At the beginning, many people thought of AIDS as a disease striking mainly at men. Even a decade ago, statistics indicated that women were less affected.

But all over the world, women are increasingly bearing the brunt of the epidemic.

Women now account for nearly 50 per cent of all adult infections. In sub-Saharan Africa, that figure is around 58 per cent. Among people younger than 24, girls and young women now make up nearly two thirds of those living with HIV.

Why, then, are women more vulnerable to infection -- even though they are usually not the ones with the most sexual partners outside marriage, nor are they more likely than men to be injecting drug users?

Usually, because society’s inequalities puts them at risk -- unjust, unconscionable risk. Poverty, abuse and violence, lack of information, coercion by older men, and men having several partners: all these factors contribute to making women more vulnerable.

What is needed is real, positive change that will give more power and confidence to women and girls, and transform relations between women and men at all levels of society.

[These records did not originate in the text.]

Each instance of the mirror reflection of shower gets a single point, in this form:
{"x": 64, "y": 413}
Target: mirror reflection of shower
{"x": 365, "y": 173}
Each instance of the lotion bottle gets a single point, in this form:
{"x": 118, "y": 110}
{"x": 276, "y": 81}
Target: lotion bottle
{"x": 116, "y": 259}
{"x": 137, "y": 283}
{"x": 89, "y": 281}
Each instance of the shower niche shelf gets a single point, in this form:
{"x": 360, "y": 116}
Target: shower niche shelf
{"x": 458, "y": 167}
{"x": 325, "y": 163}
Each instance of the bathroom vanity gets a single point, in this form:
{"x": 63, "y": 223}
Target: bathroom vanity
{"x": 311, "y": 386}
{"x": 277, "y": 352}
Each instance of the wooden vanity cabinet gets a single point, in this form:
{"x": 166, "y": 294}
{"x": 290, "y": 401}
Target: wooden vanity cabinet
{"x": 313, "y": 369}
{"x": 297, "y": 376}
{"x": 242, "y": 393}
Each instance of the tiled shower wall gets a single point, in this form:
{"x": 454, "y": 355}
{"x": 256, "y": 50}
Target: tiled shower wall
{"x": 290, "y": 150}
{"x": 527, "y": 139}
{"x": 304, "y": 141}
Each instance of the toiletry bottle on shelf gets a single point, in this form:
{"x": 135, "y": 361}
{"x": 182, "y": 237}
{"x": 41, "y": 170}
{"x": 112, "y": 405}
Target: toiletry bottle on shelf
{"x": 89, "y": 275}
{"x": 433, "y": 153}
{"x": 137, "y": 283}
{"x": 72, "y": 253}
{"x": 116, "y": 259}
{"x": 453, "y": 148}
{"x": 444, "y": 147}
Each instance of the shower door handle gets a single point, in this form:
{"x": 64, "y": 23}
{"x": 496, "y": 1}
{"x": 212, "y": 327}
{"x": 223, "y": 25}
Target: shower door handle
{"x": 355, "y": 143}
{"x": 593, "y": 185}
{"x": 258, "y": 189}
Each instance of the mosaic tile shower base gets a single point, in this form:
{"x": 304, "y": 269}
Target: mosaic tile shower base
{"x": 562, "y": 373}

That includes ensuring that women have full access to prevention options -- including female condoms, and microbicides, once they become available.

And it means working to make men assume their responsibility -- in ensuring an education for their daughters; abstaining from sexual behaviour that puts others at risk; forgoing relations with girls and very young women; and understanding that when it comes to violence against women, there are no grounds for tolerance and no tolerable excuses.

It requires freeing boys and men from some of the cultural stereotypes and expectations that they may be trapped in –- such as the belief that men who don't show their wives "who's boss at home" are not real men; or that coming into manhood means having your sexual initiation with a sex worker when you are 13 years old.

All this requires a multisectoral, multidisciplinary approach of the kind that is already used by the sexual and reproductive health community.

It requires a blend of imagination and experience, empathy and sensitivity that is second nature to those dealing with sexual and reproductive health.

And it requires a grass-roots network at community level of the kind that has flourished since the pioneers of that work started their outreach several decades ago.

 Fighting HIV/AIDS and improving reproductive health are both Millennium Development Goals in their own right. There is no time to lose if we are to meet by 2015 the targets of halting the spread of HIV/AIDS and reducing by three quarters the maternal mortality ratio.

But given the devastating impact on development wrought by AIDS and maternal deaths, these objectives are also essential to reaching many of the other Millennium Development Goals. And there is no time to lose, no effort to be spared, if we are to translate the MDGs into reality by the target date a mere 11 years from now.

So let us join forces. Let us bring all our creative and collaborative skills to bear on our collective mission. I am grateful to all of you for your engagement, and I wish you a most productive meeting.